Punch down the dough and knead in the raisins and mixed spice. Form into a ball and place in a greased pint-capacity heatproof bowl or pudding basin. Cover basin with tin foil and steam for 1 hour 40 minutes, or until a cake tester comes out clean. Serve warm, covered in custard.

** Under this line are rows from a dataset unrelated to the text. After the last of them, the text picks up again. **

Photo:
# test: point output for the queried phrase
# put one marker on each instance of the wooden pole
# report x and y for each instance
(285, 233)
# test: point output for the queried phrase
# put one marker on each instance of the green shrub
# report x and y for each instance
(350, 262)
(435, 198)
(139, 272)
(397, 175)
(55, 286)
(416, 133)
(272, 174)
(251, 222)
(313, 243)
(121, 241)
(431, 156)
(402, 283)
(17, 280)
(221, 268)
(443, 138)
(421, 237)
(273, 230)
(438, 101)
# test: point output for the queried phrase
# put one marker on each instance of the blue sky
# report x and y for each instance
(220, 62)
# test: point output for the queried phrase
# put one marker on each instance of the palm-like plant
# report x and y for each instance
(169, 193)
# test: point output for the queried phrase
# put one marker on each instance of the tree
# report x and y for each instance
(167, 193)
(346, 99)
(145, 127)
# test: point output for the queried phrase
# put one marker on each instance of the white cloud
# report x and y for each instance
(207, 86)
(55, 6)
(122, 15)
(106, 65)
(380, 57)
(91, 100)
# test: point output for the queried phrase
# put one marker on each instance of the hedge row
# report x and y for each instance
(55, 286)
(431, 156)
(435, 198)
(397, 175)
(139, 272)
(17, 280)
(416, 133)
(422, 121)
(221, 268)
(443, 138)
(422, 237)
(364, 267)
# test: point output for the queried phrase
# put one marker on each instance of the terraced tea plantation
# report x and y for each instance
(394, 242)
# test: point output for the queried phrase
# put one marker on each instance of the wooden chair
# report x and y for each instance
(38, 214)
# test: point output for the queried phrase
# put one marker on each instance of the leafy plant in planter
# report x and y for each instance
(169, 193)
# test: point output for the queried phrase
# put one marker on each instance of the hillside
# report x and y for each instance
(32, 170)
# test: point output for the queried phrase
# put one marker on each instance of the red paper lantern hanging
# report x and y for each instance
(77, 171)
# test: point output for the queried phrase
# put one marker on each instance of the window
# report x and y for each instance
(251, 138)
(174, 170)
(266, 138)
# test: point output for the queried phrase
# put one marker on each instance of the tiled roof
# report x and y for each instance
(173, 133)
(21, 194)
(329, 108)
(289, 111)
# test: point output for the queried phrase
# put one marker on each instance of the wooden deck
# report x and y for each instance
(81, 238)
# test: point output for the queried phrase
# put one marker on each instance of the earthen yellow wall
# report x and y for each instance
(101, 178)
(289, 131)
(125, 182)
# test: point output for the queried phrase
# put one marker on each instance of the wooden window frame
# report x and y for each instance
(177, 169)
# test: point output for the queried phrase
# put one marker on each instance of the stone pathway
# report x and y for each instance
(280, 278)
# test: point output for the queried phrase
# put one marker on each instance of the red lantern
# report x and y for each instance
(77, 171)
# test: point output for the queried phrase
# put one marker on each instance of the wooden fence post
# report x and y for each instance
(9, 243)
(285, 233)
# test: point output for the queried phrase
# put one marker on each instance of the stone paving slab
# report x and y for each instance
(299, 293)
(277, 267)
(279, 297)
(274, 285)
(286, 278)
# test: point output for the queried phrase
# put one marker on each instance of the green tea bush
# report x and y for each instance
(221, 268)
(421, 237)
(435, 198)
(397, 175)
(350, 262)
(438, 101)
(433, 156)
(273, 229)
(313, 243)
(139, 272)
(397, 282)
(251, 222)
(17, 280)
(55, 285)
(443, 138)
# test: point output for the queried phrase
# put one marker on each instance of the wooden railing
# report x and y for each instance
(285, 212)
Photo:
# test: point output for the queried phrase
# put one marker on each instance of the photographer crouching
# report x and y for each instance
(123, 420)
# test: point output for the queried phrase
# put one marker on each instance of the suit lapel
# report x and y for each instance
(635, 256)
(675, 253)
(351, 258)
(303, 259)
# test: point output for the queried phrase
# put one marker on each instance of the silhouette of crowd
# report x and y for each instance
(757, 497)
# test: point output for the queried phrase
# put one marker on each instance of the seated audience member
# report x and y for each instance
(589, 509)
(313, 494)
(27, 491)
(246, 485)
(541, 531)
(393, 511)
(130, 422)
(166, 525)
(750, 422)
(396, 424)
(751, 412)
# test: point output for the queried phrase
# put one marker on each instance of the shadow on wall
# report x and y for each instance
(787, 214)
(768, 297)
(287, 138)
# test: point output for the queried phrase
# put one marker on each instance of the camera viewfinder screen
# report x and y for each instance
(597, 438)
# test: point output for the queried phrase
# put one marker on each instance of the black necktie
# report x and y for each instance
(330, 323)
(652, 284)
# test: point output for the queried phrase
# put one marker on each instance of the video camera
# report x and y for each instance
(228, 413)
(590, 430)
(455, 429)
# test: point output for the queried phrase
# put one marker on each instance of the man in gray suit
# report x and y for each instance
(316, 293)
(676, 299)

Adapted from "Plum Duff or Dough" in Michelle Berriedale-Johnson, The Victorian Cookbook (New York: Interlink Books, 1989), 129.
1 egg + 1 egg yolk
1/2 tablespoon granulated sugar
3/4 teaspoon GMO-free cornstarch
pinch of salt
drop of vanilla extract
3/4 cup milk
1/2 tablespoon brandy
Bring the water in the bottom portion of a double boiler to a simmer (not a boil!). In the top portion, whisk the egg and egg yolk thoroughly then beat in the sugar, cornstarch and salt. Stir in the vanilla extract and place on top of the bottom part of the double boiler and cook, whisking.
Meanwhile, bring the milk to nearly a boil (just until it starts bubbling) and add gradually, continuing to whisk, to the egg mixture in the double boiler. Cook, whisking like mad, until thickened. Remove custard from the heat and beat in the brandy.
Adapted from "Rich Custard" in ibid., 116.
- I used sprouted whole-wheat flour that had been sifted of some of the larger pieces of bran, but feel free to use an all-purpose flour.